SynapseML icon indicating copy to clipboard operation
SynapseML copied to clipboard

Why it almost do not speedup with distributed learning?

Open shuDaoNan9 opened this issue 2 years ago • 5 comments

First, I tried 2 spark slaves, it take about 11 minutes to train my model. submit info: spark-submit --master yarn --num-executors 2 --executor-memory 19G --executor-cores 16 --conf spark.dynamicAllocation.enabled=false --jars s3://EMR/jars/synapseml-vw_2.12-0.9.4.jar,s3://EMR/jars/synapseml_2.12-0.9.4.jar,s3://EMR/jars/client-sdk-1.14.0.jar ...... 图片

Second, I tried only one spark slave, it take about 12 minutes to train my model. submit info: spark-submit --master yarn --num-executors 1 --executor-memory 19G --executor-cores 16 --conf spark.dynamicAllocation.enabled=false --jars s3://EMR/jars/synapseml-vw_2.12-0.9.4.jar,s3://EMR/jars/synapseml_2.12-0.9.4.jar,s3://EMR/jars/client-sdk-1.14.0.jar ...... 图片

My results show that LightGBM do not speedup with distributed learning. And my CPU Utilization could be more than 95% on each spark slave! Why it almost do not speedup with distributed learning?

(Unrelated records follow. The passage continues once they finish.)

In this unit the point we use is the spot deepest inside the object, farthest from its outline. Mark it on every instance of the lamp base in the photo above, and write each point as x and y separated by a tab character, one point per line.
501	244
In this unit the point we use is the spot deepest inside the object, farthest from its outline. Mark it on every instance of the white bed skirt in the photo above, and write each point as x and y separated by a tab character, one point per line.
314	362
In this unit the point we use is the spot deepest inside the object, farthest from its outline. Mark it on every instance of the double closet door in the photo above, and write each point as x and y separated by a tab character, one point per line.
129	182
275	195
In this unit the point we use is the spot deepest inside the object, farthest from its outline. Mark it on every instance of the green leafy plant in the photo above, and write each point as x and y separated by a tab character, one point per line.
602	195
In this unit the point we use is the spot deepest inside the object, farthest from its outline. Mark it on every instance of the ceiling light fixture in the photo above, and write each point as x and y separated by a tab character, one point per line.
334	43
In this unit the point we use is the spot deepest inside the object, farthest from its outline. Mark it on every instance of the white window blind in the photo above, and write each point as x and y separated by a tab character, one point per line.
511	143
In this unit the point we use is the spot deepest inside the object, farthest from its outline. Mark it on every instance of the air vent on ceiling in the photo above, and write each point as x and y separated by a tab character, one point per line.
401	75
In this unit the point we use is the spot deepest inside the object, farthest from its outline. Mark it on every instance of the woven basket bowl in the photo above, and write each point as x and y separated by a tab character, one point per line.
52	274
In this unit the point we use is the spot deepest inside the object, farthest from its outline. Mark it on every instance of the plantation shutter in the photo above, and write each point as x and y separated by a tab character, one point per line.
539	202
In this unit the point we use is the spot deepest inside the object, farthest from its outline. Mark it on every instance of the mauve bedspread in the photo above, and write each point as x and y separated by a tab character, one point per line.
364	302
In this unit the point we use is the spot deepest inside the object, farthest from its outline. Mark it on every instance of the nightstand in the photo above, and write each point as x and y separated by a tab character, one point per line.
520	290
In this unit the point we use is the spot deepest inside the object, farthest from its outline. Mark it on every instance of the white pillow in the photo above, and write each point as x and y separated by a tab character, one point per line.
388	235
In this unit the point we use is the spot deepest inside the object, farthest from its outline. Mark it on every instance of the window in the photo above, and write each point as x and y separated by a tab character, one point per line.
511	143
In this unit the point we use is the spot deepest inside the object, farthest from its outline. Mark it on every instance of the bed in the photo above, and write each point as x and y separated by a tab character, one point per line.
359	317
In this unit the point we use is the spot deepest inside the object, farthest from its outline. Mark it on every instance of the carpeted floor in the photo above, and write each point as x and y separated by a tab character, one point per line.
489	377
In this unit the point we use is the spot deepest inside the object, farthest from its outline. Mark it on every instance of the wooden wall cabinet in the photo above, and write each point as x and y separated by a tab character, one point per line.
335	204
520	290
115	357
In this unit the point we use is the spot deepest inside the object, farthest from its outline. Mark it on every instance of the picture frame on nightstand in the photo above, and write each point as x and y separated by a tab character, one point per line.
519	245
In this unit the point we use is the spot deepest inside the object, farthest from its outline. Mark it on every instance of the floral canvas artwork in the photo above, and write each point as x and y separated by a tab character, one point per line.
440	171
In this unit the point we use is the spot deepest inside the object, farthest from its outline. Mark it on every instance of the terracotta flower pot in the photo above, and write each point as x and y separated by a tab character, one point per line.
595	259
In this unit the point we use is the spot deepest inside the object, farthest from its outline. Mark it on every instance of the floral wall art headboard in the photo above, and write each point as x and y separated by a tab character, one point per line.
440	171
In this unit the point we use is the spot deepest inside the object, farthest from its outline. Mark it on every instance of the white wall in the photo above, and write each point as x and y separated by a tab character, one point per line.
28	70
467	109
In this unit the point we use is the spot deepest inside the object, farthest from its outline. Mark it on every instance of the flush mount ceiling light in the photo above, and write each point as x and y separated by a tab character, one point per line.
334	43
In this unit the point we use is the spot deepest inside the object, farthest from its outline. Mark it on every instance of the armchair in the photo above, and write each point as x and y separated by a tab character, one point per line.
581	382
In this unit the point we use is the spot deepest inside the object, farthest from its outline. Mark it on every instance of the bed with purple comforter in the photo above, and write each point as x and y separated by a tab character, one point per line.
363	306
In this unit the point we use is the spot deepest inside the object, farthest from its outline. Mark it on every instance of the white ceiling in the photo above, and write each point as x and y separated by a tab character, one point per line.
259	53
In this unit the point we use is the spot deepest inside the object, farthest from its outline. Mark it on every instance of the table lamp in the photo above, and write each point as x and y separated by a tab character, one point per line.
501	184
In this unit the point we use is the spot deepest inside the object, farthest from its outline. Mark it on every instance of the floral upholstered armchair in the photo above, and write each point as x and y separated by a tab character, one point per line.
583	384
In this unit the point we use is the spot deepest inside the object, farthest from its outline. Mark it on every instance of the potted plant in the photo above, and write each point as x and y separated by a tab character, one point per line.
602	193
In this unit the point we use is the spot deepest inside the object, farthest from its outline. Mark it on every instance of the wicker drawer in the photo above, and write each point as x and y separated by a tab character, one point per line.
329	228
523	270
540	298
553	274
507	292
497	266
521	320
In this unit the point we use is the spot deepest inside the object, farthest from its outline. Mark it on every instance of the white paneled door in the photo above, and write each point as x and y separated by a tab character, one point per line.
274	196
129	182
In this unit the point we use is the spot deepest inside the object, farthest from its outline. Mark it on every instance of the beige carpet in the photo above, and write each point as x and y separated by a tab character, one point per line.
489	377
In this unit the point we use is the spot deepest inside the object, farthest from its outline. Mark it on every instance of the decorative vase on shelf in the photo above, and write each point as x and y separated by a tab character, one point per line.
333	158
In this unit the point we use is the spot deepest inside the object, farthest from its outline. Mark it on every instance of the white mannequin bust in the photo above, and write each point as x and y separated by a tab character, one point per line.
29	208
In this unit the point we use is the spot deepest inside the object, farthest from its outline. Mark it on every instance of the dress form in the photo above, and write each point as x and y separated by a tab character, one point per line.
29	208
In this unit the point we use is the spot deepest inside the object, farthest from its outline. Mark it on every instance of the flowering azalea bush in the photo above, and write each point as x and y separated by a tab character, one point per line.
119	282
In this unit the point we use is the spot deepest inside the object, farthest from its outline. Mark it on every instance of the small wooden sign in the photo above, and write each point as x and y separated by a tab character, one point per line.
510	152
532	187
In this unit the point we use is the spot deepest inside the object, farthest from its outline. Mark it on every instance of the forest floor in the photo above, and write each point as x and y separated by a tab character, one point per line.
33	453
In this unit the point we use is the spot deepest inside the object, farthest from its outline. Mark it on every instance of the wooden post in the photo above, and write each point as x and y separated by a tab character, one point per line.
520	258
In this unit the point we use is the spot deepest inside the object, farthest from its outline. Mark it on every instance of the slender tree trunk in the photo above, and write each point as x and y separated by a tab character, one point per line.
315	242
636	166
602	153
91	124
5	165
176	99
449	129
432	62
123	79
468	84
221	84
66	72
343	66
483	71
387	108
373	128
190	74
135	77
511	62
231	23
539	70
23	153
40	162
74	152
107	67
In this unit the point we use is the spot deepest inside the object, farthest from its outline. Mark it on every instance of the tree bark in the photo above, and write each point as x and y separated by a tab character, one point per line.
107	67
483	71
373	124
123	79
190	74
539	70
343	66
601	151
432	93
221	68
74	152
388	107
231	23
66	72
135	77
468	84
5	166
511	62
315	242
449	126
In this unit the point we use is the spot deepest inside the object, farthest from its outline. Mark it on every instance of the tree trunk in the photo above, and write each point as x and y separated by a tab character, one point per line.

My cluster/data/code Info: spark slave: 16 vCore, 32 GiB * 2; spark version: Spark 3.1.2, Hive 3.1.2, ZooKeeper 3.5.7; dependency: synapseml_2.12-0.9.4.jar; train data set: 5377937 rows; code:

val classifier = new LightGBMClassifier() 
  .setLabelCol("play")
  .setObjective("binary")
  .setCategoricalSlotNames(Array("countrycode_index","itemID_index","uid_index"))
  .setUseBarrierExecutionMode(true) 
  .setFeaturesCol("gbdtFeature")
  .setPredictionCol("predictPlay")
  .setNumIterations(trees) 
  .setNumLeaves(32)
  .setLearningRate(0.006) 
  .setProbabilityCol("probabilitys")
  .setEarlyStoppingRound(200)
  .setBoostingType("gbdt")
  .setLambdaL2(0.002)
  .setMaxDepth(24)
val lgbmModel =classifier.fit(lgbmTrainDF.repartition(repartNum)) // repartNum='the number of spark slaves '

Thanks in advance!

AB#1984488

shuDaoNan9 avatar Dec 17 '21 08:12 shuDaoNan9

hi @JWenBin can you please try: useSingleDatasetMode = True numThreads = num cores - 1 These two PRs should resolve this:

https://github.com/microsoft/SynapseML/pull/1222 https://github.com/microsoft/SynapseML/pull/1282

In performance testing we saw big speedup with new single dataset mode and numThreads set to num cores -1. The two PRs above will be available in 0.9.5 or you can get them with the latest build right now.

For more information on the new single dataset mode please see the PR description: https://github.com/microsoft/SynapseML/pull/1066

This new mode was created after extensive internal benchmarking.

imatiach-msft avatar Dec 27 '21 16:12 imatiach-msft

hi @JWenBin can you please try: useSingleDatasetMode = True numThreads = num cores - 1 These two PRs should resolve this:

#1222 #1282

In performance testing we saw big speedup with new single dataset mode and numThreads set to num cores -1. The two PRs above will be available in 0.9.5 or you can get them with the latest build right now.

For more information on the new single dataset mode please see the PR description: #1066

This new mode was created after extensive internal benchmarking.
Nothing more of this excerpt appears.